The owners of Sushi Nikkei—sushi master Eduardo Chang Ogata and his wife, Daiwa Wong—2022 has proven beyond fruitful: After opening their flagship location in Bixby Knolls earlier this year—with much attention from critics and patrons alike, earning a recognition from the Michelin California Guide as well as being persistently packed—they have now opened a second location in Belmont Shore, taking over the former Haewah Dal space in between Argonne Avenue and Granada.
Replicating the same menu as their original location, the move comes as both smart and celebratory: Belmont Shore, after a tumultuous five years, is back on the rise, with new restaurants like Liv’s and Yasu enjoying steady success, staples like Nick’s and Saint & Second always filled, and a seemingly plethora of upcoming openings: L’Antica, Breakfast Republic, Louie’s…In this sense, the addition of Sushi Nikkei seems rather serendipitous.
“There was really only one choice: We do this now or we push it much farther into the future,” Daiwa said, who is expecting the couple’s second child. “So we decided on now and the community of Belmont Shore has been nothing but inviting and welcoming.”That sense of inviting and welcoming is easily to exude with Sushi Nikkei, bringing a form of sushi not to be found anywhere in the city except, well, at their original location.
Peru’s rich history of Asian immigrants—particularly Japanese and Chinese—have brought with it an equally rich development of sushi as seen through a Peruvian lens thanks to the children of Asian descent. Sushi Nikkei is but one of the world’s examples of that—but it is one of the rare examples in SoCal.The result? A “Dusty Roll” where shrimp, octopus, and tuna are topped with a buttery parmesan crust that creates an equally butter, umami bomb of a roll.
Or a must-order, eight-piece Sushi Nikkei tasting, where you can feel and taste the evolution of Eduardo’s sushi journey.

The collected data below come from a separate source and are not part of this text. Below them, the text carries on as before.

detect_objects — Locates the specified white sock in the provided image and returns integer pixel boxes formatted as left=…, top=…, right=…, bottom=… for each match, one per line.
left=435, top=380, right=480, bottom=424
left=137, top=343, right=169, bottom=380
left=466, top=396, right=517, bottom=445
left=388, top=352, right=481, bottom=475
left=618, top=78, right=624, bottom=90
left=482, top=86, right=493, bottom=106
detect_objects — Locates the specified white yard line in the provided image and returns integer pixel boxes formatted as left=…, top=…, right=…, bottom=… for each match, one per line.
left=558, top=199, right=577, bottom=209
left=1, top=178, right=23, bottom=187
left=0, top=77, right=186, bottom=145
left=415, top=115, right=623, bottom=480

From popped-and-seasoned quinoa atop a white fish to a genuinely surprising butter-meets-parmesan scallop, where Eduardos house-made compound parmesan butter is set atop a scallop before being seared to a golden brown crisp.It is Peruvian ingredients—chalaquita, quinoa, aji chiles, parrillera salsa…— molded by Japanese techniques.
And for those that are still scratching their heads over the idea of what, exactly, “Peruvian sushi” means, the quick thing to note—as I did more extensively in my previous feature on the food of Eduardo—is that this is not fusion food but a direct product of Japanese culture flourishing in Peru.”Sushi is as Peruvian as it is Japanese back home,” Daiwa said. “They are intertwined with the spirit of the Nikkei.”
“Nikkei” in Japanese means those of Japanese descendants, the literal span of the Japanese diaspora worldwide—and for a culture so subsumed in its own identity, with strong ties to family and geography, those outside of the island proper have had to doubly fight to maintain their sense of Japanese-ness while also assimilating to their new homes. In Peru, where both Eduardo and Daiwa hail from, the Nikkei have shifted and molded Peruvian cuisine in a way that few other outside cultures have—and decades later, much like how Sushi Nikkei in Long Beach already feels like it has been a permanent part of our food fabric for years, the food of the Nikkei in Peru is just as Peruvian as lomo saltado.
Sushi Nikkei’s new location is located at 5020 E. 2nd St. in Belmont Shore. Their original location is located at 3819 Atlantic Ave. in Bixby Knolls.